Segundo as Farc, depois que provas de vida de alguns reféns em poder do grupo, entre eles a ex-senadora Ingrid Betancourt, que seriam entregues a Chávez (na época mediador na busca por um acordo entre as Farc e o governo da Colômbia para a troca de reféns por prisioneiros) foram encontradas pela polícia colombiana, as operações militares se intensificaram.
"Assim que encontrarmos um local seguro lhe comunicaremos, para garantir o retorno, sãos e salvos, de Clara, Emmanuel e Consuelo”, afirma a nota dirigida a Chávez.
Os reféns que devem ser libertados são a ex-assessora de campanha de Betancourt, Clara Rojas, seu filho Emmanuel, nascido em cativeiro, e a ex-parlamentar Consuelo González de Perdomo.
As Farc prometeram libertar esses três reféns como "um ato de desagravo" a Chávez, que no fim de novembro foi afastado pelo presidente da Colômbia, Álvaro Uribe, da mediação com o grupo rebelde.
A entrega é aguardada desde sexta-feira e já foi adiada três vezes.
Há alguns dias, o governo venezuelano e o representante brasileiro na delegação internacional que acompanha a operação de resgate, o assessor da Presidência, Marco Aurélio Garcia, vinham anunciando que a impossibilidade de um cessar-fogo na região em que os reféns seriam libertados poderia dificultar a movimentação da guerrilha.
Chávez disse que não abortará a operação.
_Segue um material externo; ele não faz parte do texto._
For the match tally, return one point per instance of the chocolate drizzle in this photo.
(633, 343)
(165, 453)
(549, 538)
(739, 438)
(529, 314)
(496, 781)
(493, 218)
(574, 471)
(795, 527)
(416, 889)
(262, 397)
Afirmou ainda que, caso não seja possível resgatar os reféns nos próximos três dias, terá de colocar em prática outros métodos.
“Não se vai abortar (a operação). O que se poderia mudar é a modalidade, que poderia se transformar em opções clandestinas. Eu não queria, porque seria uma opção arriscada”, disse Chávez.
A cidade colombiana de Villavicencio – ponto de partida da operação de resgate - e seus arredores são um dos principais focos do plano de Segurança Patriótica, com o qual o presidente Uribe pretende eliminar a ação de grupos guerrilheiros.
Estima-se que cerca de 20 mil soldados do Exército colombiano estejam atuando na região onde os reféns serão libertados.